- Country: United States
- Language: English
- Genre: Science fiction short story

Publication
- Published in: F&SF
- Publication type: Periodical
- Media type: Magazine
- Publication date: March 1953

= The Monsters (short story) =

"The Monsters" is a science fiction short story by American writer Robert Sheckley. It was first published in 1953 in F&SF and has appeared in various collections, including Untouched by Human Hands (1954) and The Starlit Corridor, edited by Roger Mansfield in 1967. The story deals with first contact between human beings and an alien species, as told from the point of view of the aliens.

==Plot==
A distant planet is inhabited by sentient aliens that call themselves "humans," although they bear little physical resemblance to humans from Earth; they are vaguely reptilian in nature, oviparous, with smooth bodies, cyclopean eyes, tails, and tentacled limbs.
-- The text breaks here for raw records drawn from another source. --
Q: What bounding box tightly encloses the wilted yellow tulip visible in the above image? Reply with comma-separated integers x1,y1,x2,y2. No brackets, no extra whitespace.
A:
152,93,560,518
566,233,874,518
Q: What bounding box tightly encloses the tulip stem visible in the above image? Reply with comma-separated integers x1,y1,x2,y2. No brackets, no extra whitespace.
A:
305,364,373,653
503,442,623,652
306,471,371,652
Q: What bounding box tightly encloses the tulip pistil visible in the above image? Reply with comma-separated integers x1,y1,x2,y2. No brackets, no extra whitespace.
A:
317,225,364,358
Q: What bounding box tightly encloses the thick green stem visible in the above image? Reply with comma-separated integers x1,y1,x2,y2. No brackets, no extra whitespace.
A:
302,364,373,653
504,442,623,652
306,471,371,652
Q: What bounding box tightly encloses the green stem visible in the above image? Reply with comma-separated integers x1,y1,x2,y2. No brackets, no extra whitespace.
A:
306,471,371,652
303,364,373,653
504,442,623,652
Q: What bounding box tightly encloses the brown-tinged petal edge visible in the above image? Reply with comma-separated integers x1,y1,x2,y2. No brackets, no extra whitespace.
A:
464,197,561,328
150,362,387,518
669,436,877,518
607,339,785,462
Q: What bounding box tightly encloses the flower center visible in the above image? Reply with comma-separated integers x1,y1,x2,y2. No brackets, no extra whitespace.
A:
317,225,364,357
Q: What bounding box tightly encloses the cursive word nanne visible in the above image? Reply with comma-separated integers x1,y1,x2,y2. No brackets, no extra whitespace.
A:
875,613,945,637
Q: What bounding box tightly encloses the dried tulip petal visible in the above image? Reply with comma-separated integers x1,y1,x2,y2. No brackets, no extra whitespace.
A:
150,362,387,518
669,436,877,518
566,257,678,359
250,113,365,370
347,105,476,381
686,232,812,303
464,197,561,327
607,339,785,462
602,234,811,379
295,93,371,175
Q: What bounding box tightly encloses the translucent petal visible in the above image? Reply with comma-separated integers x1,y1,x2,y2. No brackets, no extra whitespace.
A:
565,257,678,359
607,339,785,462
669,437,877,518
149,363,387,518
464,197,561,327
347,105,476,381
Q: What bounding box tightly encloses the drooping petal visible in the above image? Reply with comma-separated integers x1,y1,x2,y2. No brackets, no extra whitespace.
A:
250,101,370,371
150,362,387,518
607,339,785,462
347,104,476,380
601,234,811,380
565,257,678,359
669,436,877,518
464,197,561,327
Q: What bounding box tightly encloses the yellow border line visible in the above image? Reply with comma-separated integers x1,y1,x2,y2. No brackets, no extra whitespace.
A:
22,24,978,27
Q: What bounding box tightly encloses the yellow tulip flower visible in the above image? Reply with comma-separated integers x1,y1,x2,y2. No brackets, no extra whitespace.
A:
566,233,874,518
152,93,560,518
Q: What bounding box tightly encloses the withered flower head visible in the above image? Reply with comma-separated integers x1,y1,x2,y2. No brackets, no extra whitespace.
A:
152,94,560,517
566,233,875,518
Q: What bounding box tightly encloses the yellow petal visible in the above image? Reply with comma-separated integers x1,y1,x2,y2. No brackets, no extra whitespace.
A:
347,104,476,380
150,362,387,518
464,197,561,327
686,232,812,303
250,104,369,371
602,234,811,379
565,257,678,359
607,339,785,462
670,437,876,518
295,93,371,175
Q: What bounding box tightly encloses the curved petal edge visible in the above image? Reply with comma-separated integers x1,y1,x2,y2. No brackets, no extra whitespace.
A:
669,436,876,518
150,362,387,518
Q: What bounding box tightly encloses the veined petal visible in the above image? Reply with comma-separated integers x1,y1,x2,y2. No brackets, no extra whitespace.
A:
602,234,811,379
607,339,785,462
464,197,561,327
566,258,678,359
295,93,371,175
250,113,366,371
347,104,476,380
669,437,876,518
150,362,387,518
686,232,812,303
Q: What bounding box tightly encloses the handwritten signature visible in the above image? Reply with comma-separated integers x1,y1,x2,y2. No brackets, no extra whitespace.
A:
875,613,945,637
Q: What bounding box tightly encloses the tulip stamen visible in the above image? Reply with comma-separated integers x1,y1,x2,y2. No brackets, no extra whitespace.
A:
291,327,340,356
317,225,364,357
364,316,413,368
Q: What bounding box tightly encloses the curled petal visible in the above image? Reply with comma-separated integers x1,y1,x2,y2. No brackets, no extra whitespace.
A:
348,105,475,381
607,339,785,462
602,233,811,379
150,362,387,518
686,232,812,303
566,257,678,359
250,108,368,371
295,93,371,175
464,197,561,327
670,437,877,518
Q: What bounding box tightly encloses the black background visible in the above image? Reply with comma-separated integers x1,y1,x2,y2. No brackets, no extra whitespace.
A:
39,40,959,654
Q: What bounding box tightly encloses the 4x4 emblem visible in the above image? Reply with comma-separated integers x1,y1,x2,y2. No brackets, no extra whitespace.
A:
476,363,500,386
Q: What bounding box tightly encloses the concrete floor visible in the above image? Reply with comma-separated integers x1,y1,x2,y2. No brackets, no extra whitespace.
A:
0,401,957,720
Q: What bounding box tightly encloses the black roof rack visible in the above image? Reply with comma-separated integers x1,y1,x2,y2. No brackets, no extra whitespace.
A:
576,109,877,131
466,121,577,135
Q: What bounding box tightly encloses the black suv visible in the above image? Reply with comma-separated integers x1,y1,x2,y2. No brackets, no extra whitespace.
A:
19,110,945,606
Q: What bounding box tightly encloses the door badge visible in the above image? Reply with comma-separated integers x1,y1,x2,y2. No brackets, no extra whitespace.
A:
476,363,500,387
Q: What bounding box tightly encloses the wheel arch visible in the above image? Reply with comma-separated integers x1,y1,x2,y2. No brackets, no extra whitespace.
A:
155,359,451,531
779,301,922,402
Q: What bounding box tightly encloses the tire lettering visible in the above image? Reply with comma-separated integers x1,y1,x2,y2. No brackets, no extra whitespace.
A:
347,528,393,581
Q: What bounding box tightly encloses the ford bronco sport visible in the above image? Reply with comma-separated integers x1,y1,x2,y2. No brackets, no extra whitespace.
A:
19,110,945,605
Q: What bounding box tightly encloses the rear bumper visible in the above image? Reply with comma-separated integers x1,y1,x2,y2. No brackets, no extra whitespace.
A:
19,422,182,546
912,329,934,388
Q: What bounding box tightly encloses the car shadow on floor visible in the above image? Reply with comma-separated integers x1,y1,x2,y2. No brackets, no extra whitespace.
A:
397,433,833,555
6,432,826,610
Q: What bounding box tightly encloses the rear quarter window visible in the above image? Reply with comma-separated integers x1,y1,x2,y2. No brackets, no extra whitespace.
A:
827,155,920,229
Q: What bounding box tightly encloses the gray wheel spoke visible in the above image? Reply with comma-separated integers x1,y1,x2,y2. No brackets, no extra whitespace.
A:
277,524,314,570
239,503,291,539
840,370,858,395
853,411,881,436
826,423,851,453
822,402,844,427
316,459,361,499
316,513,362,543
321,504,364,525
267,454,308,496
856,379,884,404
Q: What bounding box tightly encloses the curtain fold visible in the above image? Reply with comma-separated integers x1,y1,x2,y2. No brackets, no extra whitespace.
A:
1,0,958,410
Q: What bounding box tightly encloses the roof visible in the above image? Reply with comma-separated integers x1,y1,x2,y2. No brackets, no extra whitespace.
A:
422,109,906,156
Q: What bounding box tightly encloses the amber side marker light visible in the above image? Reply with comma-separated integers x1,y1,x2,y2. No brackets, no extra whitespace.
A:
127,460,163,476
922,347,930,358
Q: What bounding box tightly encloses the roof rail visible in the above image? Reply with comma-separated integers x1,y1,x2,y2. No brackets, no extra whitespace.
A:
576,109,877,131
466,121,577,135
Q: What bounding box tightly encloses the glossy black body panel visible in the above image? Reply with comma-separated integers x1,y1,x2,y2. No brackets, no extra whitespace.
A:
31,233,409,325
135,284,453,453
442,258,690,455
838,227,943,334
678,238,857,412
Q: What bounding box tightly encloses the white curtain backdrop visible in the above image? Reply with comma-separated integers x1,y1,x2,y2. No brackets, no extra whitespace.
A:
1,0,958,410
While the aliens consider themselves to be both rational and ethical beings, they are highly argumentative, inclined toward physical violence, and routinely kill each other over even minor disagreements. They also hold the concept of truth in high regard, and consider lying - telling a "deliberate untruth" - to be a grievous, blasphemous crime.

The aliens have a patriarchal social structure in which females are regarded as an expendable resource. This is due to a severe population imbalance; on average, around eight females are hatched for every male. As a result, females are effectively treated as livestock, with nameless "surplus" females kept in pens until a male is ready to take one as his wife. The wife tends to the male's home, gathers and prepares food, and lays eggs over a period of 25 days; on the 25th day, the female is summarily executed, and the male recruits another wife from the pens. Both sexes regard this arrangement as entirely logical and perfectly moral.

One day, a spaceship arrives carrying a group of human explorers (from Earth). They are described as hideous monsters, from the aliens' perspective. The aliens deduce from the appearance and operation of their spaceship that humans are probably intelligent, but wonder if they also possess any concept of truth and morality. When the humans attempt to communicate, Hum, an adolescent alien, volunteers to learn their language. Over the next few weeks, Hum develops rudimentary communication with the humans. He informs the other aliens that the humans mean no harm and would like to visit their village. Hum also notes that human females may be differentiated from males by way of their "very red mouths" (i.e., lipstick).

The next day - the 25th after their arrival - the humans visit the alien village in order to observe their behavior. During their survey, Rantan, a village elder, casually kills his wife, shocking the humans. Rantan then kills a human woman (having concluded that since the humans have not yet killed any of their own females, they may be inviting others to do so), prompting the humans to retaliate by killing him with a ray gun. After another alien kills his wife in plain view of the landing party, the clearly distressed humans communicate a demand that no more females be killed. The aliens react in total disbelief, as the very idea of not killing their wives violates their every social norm. The humans make a fighting retreat toward their spaceship, killing many aliens in the process.

This incident enrages the aliens, both male and female alike, who are now convinced that the humans are murderous monsters and liars besides, seeking to corrupt their society and undermine their traditional values. They attack the human landing site en masse, hurling boulders at the spaceship, and are met by weapons fire as the ship lifts off and leaves the planet. Over 50 females and more than a dozen males are killed in the fighting. The aliens speculate about where the humans have gone and muse that the loss of so many males will make it necessary to kill their wives sooner than every 25th day, "just until things get back to normal." From their place in the pens, the surviving females wildly applaud.